‘Space vandals’: West fumes as Russia hails satellite strike’s ‘razor-sharp precision’

·2-min read

Russia said on Tuesday it had conducted a weapons test that targeted an old Russian satellite with "razor-sharp precision" and denied allegations by the United States, France and NATO that the test had been dangerous for orbiting spacecraft.

US officials said Monday's test had generated a debris field in low-Earth orbit that endangered the International Space Station (ISS) and that would pose a hazard to space activities for years.

The four Americans, one German and two Russians on board the ISS were forced to briefly seek shelter in their docked capsules because of debris released by the explosion.

At least 1,500 pieces of the destroyed satellite were sizeable enough to show up on radar and with telescopes, said the US State Department. Countless other fragments were too small to track, yet still posed a danger to the space station as well as orbiting satellites.

NATO Secretary-General Jens Stoltenberg said the test was reckless, posed a threat to the ISS and an orbiting Chinese spacecraft, and showed Russia was developing new weapons systems.

In a joint statement, France's defence and foreign ministries said the test was "destabilising, irresponsible and likely to have consequences for a very long time in the space environment and for all actors in space."

In an earlier tweet, French Defence Minister Florence Parly lashed out at “space vandals” who “generat[e] debris that pollutes and puts our astronauts and satellites in danger.”

Dismissing the criticism, Russia's defence ministry said the debris from the test had not posed a threat to the ISS, and that Washington knew this.

"We did indeed successfully test a promising system. It hit the old satellite with razor-sharp precision.

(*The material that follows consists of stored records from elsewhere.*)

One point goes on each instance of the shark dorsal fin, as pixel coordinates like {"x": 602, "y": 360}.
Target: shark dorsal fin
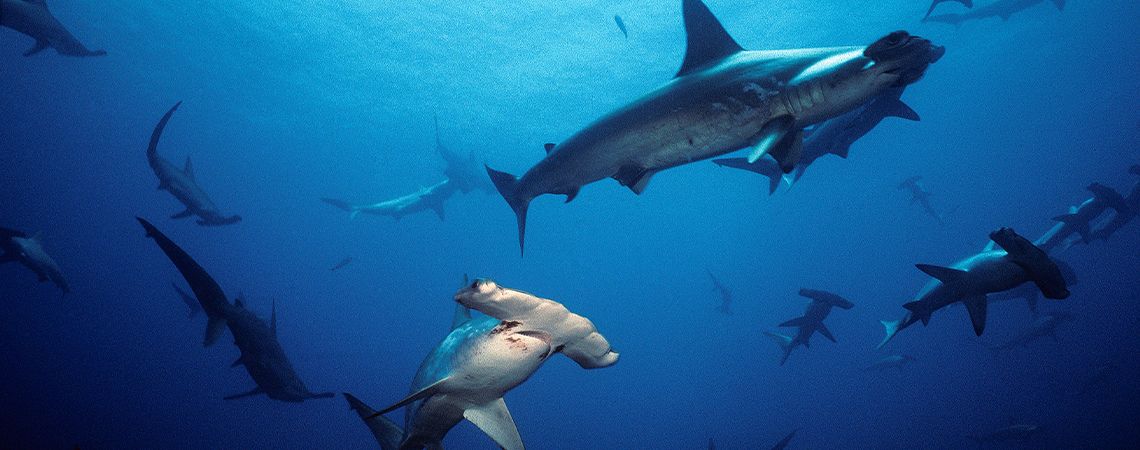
{"x": 495, "y": 419}
{"x": 188, "y": 169}
{"x": 707, "y": 41}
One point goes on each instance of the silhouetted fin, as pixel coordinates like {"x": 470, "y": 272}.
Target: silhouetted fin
{"x": 707, "y": 40}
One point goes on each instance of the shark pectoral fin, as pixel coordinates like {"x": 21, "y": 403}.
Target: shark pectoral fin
{"x": 495, "y": 419}
{"x": 799, "y": 321}
{"x": 40, "y": 46}
{"x": 244, "y": 394}
{"x": 827, "y": 333}
{"x": 945, "y": 275}
{"x": 976, "y": 307}
{"x": 902, "y": 111}
{"x": 416, "y": 395}
{"x": 771, "y": 135}
{"x": 214, "y": 327}
{"x": 188, "y": 169}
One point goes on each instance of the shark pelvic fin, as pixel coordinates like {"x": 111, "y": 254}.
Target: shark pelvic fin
{"x": 495, "y": 419}
{"x": 416, "y": 395}
{"x": 707, "y": 40}
{"x": 976, "y": 307}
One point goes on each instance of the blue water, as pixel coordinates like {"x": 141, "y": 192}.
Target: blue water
{"x": 288, "y": 101}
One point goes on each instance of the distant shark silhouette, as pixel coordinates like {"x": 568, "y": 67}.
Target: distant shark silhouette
{"x": 482, "y": 358}
{"x": 180, "y": 182}
{"x": 29, "y": 251}
{"x": 999, "y": 8}
{"x": 32, "y": 17}
{"x": 261, "y": 354}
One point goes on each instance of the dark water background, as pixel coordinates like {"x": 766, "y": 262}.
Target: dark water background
{"x": 287, "y": 101}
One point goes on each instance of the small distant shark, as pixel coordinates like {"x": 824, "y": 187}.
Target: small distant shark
{"x": 482, "y": 358}
{"x": 32, "y": 17}
{"x": 261, "y": 354}
{"x": 991, "y": 271}
{"x": 1044, "y": 326}
{"x": 919, "y": 195}
{"x": 1122, "y": 218}
{"x": 811, "y": 322}
{"x": 430, "y": 198}
{"x": 1017, "y": 432}
{"x": 189, "y": 300}
{"x": 783, "y": 442}
{"x": 1080, "y": 219}
{"x": 180, "y": 182}
{"x": 723, "y": 99}
{"x": 968, "y": 3}
{"x": 29, "y": 251}
{"x": 999, "y": 8}
{"x": 894, "y": 361}
{"x": 621, "y": 25}
{"x": 725, "y": 295}
{"x": 832, "y": 137}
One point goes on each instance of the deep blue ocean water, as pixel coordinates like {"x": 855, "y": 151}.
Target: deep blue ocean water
{"x": 286, "y": 101}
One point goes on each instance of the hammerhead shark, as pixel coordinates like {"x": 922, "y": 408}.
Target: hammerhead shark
{"x": 261, "y": 354}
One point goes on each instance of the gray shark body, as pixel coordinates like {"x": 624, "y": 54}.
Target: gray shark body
{"x": 999, "y": 8}
{"x": 832, "y": 137}
{"x": 894, "y": 361}
{"x": 467, "y": 374}
{"x": 17, "y": 246}
{"x": 261, "y": 354}
{"x": 971, "y": 279}
{"x": 811, "y": 322}
{"x": 1044, "y": 326}
{"x": 32, "y": 17}
{"x": 722, "y": 100}
{"x": 919, "y": 195}
{"x": 180, "y": 182}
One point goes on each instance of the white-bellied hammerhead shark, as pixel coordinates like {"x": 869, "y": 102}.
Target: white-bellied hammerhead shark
{"x": 723, "y": 99}
{"x": 482, "y": 358}
{"x": 180, "y": 182}
{"x": 811, "y": 322}
{"x": 999, "y": 8}
{"x": 832, "y": 137}
{"x": 1043, "y": 326}
{"x": 261, "y": 354}
{"x": 463, "y": 173}
{"x": 919, "y": 195}
{"x": 969, "y": 280}
{"x": 29, "y": 251}
{"x": 32, "y": 17}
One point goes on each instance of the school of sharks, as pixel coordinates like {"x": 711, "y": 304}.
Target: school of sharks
{"x": 731, "y": 104}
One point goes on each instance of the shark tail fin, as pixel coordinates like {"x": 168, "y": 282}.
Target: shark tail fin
{"x": 506, "y": 185}
{"x": 890, "y": 327}
{"x": 783, "y": 342}
{"x": 388, "y": 434}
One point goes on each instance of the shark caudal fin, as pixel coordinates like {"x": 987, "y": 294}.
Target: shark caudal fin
{"x": 388, "y": 434}
{"x": 890, "y": 327}
{"x": 783, "y": 342}
{"x": 352, "y": 210}
{"x": 152, "y": 149}
{"x": 506, "y": 185}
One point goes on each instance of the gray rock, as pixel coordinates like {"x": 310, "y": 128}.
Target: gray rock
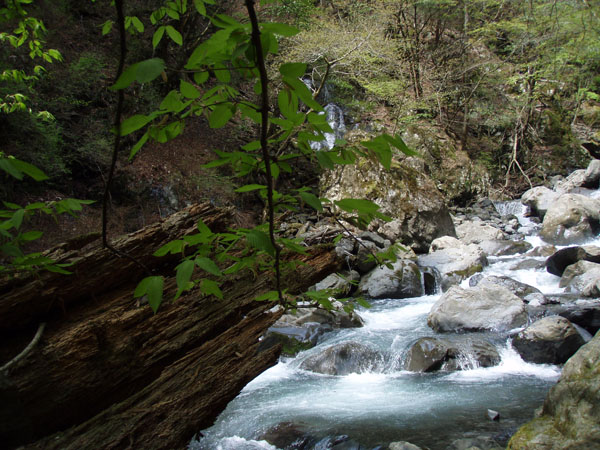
{"x": 502, "y": 247}
{"x": 405, "y": 194}
{"x": 550, "y": 340}
{"x": 431, "y": 354}
{"x": 538, "y": 200}
{"x": 477, "y": 443}
{"x": 582, "y": 277}
{"x": 560, "y": 260}
{"x": 570, "y": 417}
{"x": 575, "y": 180}
{"x": 335, "y": 319}
{"x": 339, "y": 285}
{"x": 521, "y": 290}
{"x": 403, "y": 280}
{"x": 592, "y": 174}
{"x": 344, "y": 359}
{"x": 403, "y": 445}
{"x": 473, "y": 232}
{"x": 455, "y": 264}
{"x": 364, "y": 258}
{"x": 571, "y": 219}
{"x": 481, "y": 308}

The fragments that formed pose no threat to space activity," Defence Minister Sergei Shoigu was quoted as saying by the RIA news agency.

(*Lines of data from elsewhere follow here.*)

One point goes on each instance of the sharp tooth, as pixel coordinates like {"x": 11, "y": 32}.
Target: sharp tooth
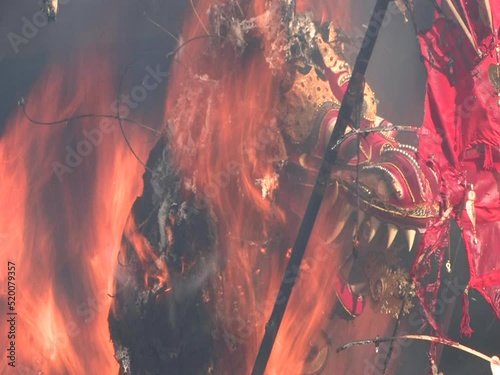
{"x": 410, "y": 237}
{"x": 392, "y": 231}
{"x": 374, "y": 225}
{"x": 344, "y": 214}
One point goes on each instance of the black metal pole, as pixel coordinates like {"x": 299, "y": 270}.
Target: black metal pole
{"x": 354, "y": 88}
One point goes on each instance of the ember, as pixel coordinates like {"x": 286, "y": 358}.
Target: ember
{"x": 152, "y": 214}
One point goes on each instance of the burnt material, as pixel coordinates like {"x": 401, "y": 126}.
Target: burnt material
{"x": 164, "y": 330}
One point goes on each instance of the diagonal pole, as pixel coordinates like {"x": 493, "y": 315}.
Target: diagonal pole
{"x": 346, "y": 111}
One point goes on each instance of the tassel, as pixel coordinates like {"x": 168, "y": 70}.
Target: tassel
{"x": 488, "y": 158}
{"x": 465, "y": 328}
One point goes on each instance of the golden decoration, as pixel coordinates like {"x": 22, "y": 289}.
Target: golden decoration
{"x": 390, "y": 288}
{"x": 309, "y": 97}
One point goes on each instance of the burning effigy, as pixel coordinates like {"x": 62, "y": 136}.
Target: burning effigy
{"x": 282, "y": 224}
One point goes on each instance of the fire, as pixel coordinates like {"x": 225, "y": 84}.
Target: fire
{"x": 224, "y": 118}
{"x": 66, "y": 193}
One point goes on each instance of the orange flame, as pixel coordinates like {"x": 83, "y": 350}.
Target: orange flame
{"x": 228, "y": 145}
{"x": 62, "y": 219}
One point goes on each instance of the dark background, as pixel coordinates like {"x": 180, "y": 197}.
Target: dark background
{"x": 395, "y": 74}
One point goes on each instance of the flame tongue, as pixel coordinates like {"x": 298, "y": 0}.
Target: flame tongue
{"x": 64, "y": 202}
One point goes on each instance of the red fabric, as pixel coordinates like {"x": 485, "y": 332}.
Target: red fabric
{"x": 461, "y": 135}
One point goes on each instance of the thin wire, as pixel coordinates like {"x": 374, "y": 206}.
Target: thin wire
{"x": 199, "y": 18}
{"x": 22, "y": 103}
{"x": 464, "y": 27}
{"x": 173, "y": 53}
{"x": 161, "y": 28}
{"x": 433, "y": 339}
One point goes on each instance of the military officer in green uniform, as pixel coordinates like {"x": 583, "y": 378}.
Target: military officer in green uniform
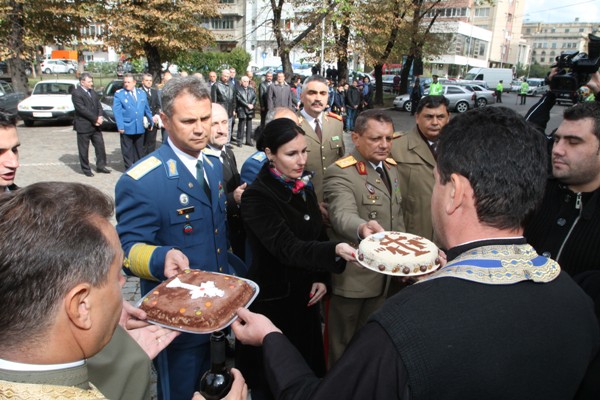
{"x": 324, "y": 130}
{"x": 363, "y": 194}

The target was a non-operational spacecraft, Tselina-D, that had been in orbit since 1982, the ministry said in a statement. It said the United States, China and India had conducted similar tests in the past.

The defence ministry said Russia was forced to beef up its defence capabilities because of weapons tests by the United States and Washington's decision to establish a space force in 2020.

Moscow said it had sought an agreement to stop weapons being deployed in space for years, but that Washington and its allies had blocked the deal at the United Nations.